Now Dr. Caldwell, like Judge Diggs before him, began searching for a buyer. Times were better; the post World War I boom was just beginning and electric power was in a period of great expansion.
But large amounts of money were needed. A multi-million dollar project required financing which meant stock and bond sales and the services of investment houses.
After unsuccessfully beating the local bushes for a buyer, Dr. Caldwell signed a contract, in September 1929, with a New York investment group - Peoples Light and Power Co. (PL & L). He did not know, of course, that the great stock market crash of 1929 and the beginning of the great depression was only a month away.
With the crash, investment opportunities vanished. Stock and bond sales became impossible. PL & L, later to become a casualty of the depression and itself to fail, formed a new company, the Pinnacles Development Corp. (PDC), incorporated in Virginia.

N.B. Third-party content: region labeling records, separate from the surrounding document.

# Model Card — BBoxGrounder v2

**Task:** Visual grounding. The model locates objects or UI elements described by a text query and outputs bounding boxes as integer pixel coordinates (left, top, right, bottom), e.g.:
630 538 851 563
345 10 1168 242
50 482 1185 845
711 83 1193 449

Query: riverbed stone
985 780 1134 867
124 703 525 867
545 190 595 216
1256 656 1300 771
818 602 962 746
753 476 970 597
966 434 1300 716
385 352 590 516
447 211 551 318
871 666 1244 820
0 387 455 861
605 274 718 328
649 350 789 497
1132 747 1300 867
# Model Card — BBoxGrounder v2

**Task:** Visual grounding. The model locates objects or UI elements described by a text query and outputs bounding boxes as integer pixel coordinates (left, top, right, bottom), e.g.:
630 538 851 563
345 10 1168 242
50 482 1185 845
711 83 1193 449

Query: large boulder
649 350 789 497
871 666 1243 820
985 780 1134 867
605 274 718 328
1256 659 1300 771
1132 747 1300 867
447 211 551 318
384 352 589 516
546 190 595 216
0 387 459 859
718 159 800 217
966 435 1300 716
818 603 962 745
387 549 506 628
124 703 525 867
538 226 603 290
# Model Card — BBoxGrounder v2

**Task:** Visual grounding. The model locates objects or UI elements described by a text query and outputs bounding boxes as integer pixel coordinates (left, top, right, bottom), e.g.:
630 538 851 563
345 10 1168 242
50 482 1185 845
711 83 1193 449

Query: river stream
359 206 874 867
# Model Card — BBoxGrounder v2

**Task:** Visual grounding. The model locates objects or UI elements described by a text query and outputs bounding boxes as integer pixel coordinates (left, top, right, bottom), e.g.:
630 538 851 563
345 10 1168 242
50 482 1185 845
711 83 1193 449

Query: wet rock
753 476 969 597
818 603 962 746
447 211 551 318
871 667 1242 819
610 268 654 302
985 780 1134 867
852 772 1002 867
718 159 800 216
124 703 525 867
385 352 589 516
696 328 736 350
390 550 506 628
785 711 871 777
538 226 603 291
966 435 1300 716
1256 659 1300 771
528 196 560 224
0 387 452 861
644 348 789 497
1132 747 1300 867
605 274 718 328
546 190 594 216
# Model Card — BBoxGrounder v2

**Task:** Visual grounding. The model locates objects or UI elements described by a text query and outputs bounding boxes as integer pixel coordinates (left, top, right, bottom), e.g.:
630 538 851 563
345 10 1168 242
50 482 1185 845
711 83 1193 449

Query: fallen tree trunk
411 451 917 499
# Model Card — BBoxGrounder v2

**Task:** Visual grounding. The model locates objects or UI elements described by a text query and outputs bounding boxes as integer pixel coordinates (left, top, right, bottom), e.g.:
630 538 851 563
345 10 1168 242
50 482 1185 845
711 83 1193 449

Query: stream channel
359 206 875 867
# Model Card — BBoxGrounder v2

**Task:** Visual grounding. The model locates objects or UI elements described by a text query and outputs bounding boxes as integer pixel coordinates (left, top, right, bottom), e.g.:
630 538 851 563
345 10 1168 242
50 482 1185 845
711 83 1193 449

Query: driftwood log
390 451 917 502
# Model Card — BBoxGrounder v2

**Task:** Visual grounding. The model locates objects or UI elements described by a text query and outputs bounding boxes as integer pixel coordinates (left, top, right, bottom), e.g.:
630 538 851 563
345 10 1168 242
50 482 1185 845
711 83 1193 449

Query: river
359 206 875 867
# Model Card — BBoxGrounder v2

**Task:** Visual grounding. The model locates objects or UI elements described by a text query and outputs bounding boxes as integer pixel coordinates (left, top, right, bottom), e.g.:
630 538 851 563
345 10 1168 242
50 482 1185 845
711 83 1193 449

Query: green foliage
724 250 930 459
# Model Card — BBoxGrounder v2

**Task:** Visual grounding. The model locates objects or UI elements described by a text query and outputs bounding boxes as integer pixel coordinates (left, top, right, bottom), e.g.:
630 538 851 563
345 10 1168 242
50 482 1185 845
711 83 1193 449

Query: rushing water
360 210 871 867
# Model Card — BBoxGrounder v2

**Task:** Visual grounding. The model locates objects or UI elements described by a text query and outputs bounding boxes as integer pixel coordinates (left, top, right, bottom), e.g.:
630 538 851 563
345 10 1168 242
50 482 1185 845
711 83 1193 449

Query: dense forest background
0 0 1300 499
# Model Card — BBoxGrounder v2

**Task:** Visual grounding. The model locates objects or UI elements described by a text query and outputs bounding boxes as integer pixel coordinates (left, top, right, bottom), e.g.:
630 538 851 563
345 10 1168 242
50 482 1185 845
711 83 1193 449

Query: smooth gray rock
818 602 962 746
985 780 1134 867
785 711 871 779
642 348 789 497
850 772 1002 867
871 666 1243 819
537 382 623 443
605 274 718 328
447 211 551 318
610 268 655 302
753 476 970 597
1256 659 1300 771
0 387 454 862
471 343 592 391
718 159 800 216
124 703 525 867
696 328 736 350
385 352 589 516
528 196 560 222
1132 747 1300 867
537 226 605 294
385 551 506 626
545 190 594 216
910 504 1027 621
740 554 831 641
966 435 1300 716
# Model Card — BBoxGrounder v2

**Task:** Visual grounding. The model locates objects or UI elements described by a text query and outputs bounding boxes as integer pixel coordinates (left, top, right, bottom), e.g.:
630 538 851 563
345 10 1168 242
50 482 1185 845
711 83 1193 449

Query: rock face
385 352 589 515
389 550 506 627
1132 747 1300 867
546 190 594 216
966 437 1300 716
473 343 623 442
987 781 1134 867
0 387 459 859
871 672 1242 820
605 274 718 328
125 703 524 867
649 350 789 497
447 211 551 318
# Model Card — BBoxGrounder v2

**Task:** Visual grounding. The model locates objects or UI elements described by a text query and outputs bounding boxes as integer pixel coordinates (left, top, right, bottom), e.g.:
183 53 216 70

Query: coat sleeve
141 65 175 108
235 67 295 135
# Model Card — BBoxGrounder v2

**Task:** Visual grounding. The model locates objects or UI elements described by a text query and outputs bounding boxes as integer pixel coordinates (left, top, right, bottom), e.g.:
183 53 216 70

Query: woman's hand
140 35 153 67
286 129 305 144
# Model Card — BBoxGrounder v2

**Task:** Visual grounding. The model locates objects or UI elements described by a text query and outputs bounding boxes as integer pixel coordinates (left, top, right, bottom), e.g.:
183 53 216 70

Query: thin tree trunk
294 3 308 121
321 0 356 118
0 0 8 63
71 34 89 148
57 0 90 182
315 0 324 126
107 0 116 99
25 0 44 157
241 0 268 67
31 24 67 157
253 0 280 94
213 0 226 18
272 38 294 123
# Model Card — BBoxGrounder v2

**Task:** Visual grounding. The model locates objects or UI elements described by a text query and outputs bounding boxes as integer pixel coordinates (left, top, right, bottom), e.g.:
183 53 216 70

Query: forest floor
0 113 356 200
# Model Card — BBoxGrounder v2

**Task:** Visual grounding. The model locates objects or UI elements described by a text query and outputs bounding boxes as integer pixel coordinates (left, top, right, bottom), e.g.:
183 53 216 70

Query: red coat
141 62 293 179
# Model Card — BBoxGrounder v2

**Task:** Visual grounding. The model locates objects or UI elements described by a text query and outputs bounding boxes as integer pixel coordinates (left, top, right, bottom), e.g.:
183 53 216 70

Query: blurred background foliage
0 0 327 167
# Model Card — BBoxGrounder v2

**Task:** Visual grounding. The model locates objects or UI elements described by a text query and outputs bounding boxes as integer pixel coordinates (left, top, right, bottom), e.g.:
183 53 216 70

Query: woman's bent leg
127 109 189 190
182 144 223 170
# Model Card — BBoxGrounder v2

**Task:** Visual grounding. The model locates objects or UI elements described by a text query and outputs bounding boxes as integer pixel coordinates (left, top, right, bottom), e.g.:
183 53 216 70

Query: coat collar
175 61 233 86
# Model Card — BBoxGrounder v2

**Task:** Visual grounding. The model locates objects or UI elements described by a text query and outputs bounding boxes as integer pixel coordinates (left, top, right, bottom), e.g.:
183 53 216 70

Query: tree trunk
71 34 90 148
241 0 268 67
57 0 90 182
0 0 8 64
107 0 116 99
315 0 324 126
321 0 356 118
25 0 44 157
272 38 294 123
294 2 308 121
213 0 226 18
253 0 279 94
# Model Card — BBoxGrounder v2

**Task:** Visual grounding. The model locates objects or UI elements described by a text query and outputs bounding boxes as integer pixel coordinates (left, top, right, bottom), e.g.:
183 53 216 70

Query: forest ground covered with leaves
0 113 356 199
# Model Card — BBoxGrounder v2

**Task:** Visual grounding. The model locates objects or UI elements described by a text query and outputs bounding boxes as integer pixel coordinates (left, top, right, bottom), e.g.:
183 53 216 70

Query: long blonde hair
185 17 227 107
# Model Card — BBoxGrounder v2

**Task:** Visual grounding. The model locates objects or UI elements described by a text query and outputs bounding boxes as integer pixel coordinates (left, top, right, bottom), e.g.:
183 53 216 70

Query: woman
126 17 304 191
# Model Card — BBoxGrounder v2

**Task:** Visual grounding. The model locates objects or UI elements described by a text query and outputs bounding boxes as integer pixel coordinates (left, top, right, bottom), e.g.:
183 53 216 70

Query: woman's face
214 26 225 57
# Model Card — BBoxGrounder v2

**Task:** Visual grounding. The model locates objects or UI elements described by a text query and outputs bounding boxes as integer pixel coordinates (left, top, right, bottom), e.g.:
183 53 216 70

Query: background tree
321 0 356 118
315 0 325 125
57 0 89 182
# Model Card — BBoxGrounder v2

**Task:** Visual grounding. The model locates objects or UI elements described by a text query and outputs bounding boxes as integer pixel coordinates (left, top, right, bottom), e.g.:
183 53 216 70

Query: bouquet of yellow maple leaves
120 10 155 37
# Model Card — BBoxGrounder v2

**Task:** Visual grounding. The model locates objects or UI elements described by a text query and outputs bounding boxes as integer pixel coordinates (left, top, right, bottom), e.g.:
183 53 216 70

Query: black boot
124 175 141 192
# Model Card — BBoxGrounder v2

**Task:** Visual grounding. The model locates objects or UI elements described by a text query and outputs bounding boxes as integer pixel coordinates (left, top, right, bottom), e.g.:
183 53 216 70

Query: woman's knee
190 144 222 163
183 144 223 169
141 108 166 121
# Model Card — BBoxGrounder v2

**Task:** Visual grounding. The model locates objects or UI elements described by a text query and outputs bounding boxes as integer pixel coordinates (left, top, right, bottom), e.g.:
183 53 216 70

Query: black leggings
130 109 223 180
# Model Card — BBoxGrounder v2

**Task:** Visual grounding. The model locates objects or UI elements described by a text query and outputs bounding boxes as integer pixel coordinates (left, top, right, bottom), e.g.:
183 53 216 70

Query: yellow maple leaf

The PDC optioned Dr. Caldwell's land and, in turn, issued stock. Of 2,500 shares issued, PL & L got 1000 while Dr. Caldwell and his associates got 1500
By 1930, discussions with the City of Danville began. The City received a favorable engineering report from a consulting firm and decided to option the land while awaiting a detailed engineering plan which was completed in 1934 by the Charles T. Main Co. of Boston, Mass.
In 1935 the City came to a final agreement with the Pinnacles Corp; J.K. Caldwell, President and J.M. Hooker (of Stuart, Virginia), Secretary. The agreement optioned to the City 57 or more tracts of land for $150,000 - less any costs of condemnation.

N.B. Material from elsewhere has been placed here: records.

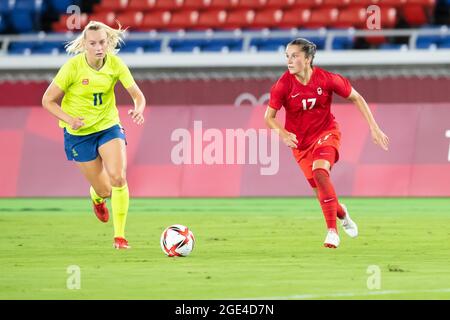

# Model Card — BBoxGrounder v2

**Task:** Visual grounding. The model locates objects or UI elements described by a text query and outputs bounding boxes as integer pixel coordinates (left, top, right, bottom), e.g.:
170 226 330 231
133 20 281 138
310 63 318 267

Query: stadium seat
252 9 283 29
321 0 351 9
377 0 408 8
332 7 367 29
0 14 8 33
9 10 35 33
183 0 209 10
116 11 144 30
169 39 203 52
238 0 267 10
278 8 311 29
168 10 199 29
94 0 128 13
292 0 323 9
0 0 14 14
250 37 292 52
49 0 81 14
127 0 150 11
208 0 239 10
120 40 161 53
195 10 227 29
149 0 183 12
139 11 171 30
378 43 408 50
265 0 295 9
201 39 243 52
332 36 354 50
88 11 117 28
52 13 89 32
401 4 430 27
223 10 255 29
304 8 339 28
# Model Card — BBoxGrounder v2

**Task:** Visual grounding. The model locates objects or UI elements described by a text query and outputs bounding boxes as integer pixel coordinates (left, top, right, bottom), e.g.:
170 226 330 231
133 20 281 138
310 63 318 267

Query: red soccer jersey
269 67 352 150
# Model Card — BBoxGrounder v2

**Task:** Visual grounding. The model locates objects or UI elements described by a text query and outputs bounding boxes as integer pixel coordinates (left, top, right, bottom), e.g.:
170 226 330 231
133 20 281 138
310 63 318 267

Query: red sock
313 169 342 231
337 202 345 220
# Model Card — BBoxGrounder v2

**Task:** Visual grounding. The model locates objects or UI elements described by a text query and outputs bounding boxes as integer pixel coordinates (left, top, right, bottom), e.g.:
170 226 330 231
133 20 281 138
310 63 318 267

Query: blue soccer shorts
64 124 127 162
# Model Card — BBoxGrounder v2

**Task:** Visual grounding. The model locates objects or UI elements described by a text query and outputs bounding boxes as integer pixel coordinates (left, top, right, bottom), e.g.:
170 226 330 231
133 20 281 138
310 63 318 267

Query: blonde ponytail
65 21 126 54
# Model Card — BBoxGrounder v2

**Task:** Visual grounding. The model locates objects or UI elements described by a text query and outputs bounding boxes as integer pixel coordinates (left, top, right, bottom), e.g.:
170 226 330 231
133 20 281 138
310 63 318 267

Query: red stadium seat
223 10 255 29
252 9 283 28
349 0 380 8
321 0 351 8
278 8 311 29
305 8 339 28
88 12 117 28
139 11 171 30
195 10 227 29
127 0 152 11
292 0 323 9
94 0 128 13
149 0 183 11
168 10 199 29
209 0 239 9
183 0 209 10
238 0 267 10
52 13 89 32
408 0 436 7
266 0 295 9
377 0 408 8
116 11 144 30
332 7 367 29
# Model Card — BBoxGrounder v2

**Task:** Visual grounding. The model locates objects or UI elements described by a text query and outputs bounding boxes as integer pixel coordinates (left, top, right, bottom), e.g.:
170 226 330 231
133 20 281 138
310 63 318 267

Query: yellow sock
111 185 130 238
89 186 105 204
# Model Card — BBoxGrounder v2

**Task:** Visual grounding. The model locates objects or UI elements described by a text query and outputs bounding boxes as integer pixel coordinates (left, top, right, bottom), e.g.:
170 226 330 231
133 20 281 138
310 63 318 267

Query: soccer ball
161 224 195 257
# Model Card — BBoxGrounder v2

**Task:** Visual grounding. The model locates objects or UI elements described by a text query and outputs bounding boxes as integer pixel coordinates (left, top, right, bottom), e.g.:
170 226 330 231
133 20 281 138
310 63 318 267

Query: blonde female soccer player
42 21 145 249
265 38 389 248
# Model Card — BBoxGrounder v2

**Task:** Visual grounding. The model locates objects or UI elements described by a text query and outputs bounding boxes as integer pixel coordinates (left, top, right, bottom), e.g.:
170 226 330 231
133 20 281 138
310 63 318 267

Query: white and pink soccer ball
161 224 195 257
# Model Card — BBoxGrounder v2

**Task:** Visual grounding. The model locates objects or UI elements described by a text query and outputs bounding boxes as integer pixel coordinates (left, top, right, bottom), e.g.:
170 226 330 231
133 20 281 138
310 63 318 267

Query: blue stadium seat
49 0 81 13
8 41 34 54
0 14 8 33
378 43 405 50
31 41 65 54
201 39 243 52
169 39 203 52
332 36 354 50
10 10 35 33
250 38 292 51
0 0 13 14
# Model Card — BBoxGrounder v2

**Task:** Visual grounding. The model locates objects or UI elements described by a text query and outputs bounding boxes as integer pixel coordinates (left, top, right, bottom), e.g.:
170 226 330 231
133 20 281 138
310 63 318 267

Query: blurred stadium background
0 0 450 197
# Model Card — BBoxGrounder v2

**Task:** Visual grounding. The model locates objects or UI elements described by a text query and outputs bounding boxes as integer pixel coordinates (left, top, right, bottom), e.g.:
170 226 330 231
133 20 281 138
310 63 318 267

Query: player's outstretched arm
42 82 84 130
347 88 389 151
264 106 298 148
127 84 146 124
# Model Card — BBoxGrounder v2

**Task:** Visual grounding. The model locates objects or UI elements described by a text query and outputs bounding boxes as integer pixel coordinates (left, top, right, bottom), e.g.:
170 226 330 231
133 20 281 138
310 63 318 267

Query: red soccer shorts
292 128 341 188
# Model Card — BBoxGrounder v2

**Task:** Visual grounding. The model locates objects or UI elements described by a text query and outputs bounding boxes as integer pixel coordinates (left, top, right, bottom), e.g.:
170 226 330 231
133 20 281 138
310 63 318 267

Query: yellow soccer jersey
53 53 135 135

Following the agreement, the Pinnacles Corp. purchased lands of Will Banks, Martin Handy, John Hensley, John R. Lawson, Lee Cox, George Puckett, Isaac Midkiff, Jake Puckett and others.
In 1936, with construction under way, the City of Danville began condemnation proceedings against eighteen holdouts. Samuel Spruce, 408 acres (awarded $2,150), Monte Light, 70 acres ($350), and so on. As little as $3.00 per acre was paid. But some land owners including Elroy Banks and W.E. Knowles did benefit by holding out by retaining cleared land, springs, etc. below the 2700 ft. elevation contour, the original "taking boundary."

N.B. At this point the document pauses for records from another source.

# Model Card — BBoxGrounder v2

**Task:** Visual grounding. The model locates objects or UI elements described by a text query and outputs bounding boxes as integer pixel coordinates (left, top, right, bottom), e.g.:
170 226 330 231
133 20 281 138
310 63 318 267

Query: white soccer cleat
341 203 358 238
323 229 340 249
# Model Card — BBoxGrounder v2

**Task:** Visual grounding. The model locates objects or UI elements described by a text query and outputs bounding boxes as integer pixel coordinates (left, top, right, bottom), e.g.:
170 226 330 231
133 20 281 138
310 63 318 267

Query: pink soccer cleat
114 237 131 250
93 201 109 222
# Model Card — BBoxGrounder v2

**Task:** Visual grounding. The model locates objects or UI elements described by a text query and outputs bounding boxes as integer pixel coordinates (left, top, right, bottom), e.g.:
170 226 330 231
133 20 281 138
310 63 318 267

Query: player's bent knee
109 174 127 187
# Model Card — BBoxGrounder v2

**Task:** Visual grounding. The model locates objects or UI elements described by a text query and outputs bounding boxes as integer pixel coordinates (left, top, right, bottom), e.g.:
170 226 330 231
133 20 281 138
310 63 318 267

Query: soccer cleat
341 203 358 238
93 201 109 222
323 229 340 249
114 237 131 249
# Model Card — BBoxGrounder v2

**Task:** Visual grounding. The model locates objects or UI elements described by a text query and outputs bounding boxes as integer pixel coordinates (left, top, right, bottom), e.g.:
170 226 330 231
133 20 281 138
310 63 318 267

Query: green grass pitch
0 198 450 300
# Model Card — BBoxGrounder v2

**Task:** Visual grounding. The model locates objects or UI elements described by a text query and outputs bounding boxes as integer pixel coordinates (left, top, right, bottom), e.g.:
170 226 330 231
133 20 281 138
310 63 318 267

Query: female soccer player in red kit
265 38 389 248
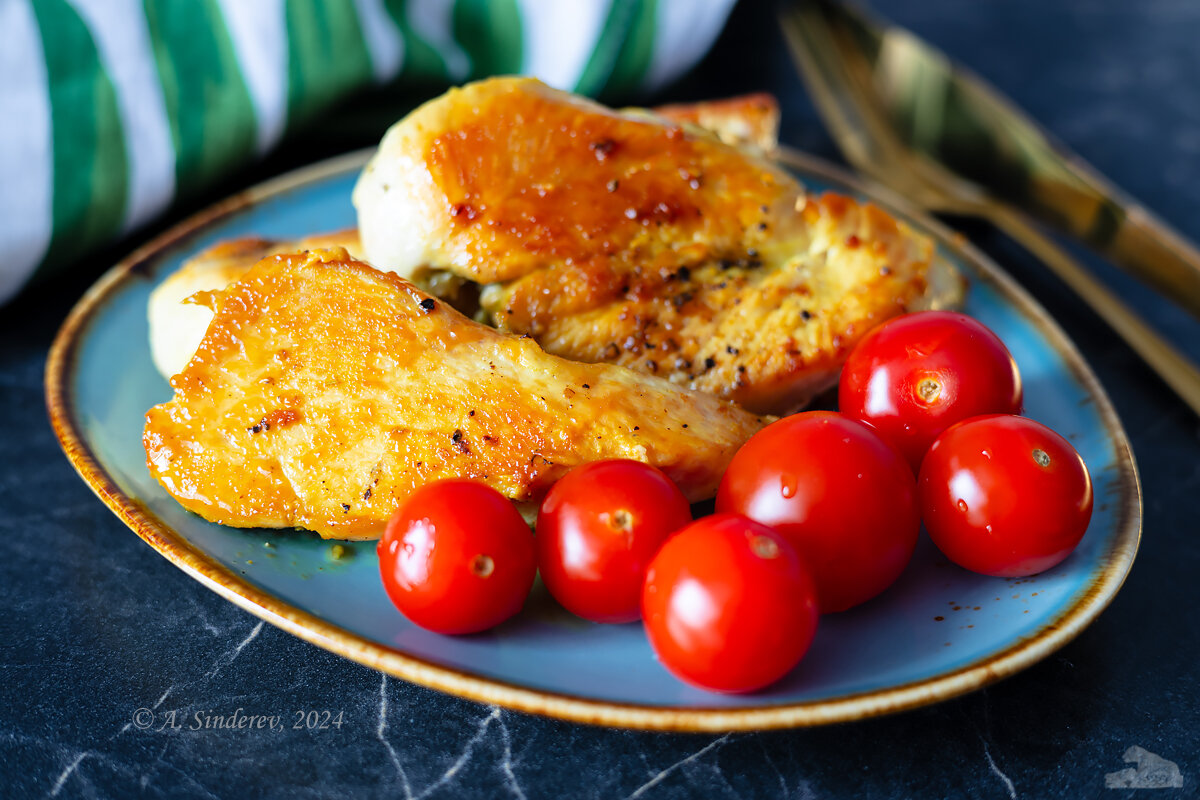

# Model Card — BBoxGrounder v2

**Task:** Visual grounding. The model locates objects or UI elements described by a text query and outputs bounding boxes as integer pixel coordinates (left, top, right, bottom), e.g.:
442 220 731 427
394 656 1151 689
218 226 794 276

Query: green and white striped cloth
0 0 733 302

By 1938 the project was completed and the City of Danville began generating power. No one got rich - but the City of Danville got, at low cost, a dependable source of valuable peaking power. Patrick County lost the Great Falls of the Dan and a six mile stretch of wild river, but gained two beautiful blue water lakes. Dr. Caldwell got to see his years of effort come to fruition.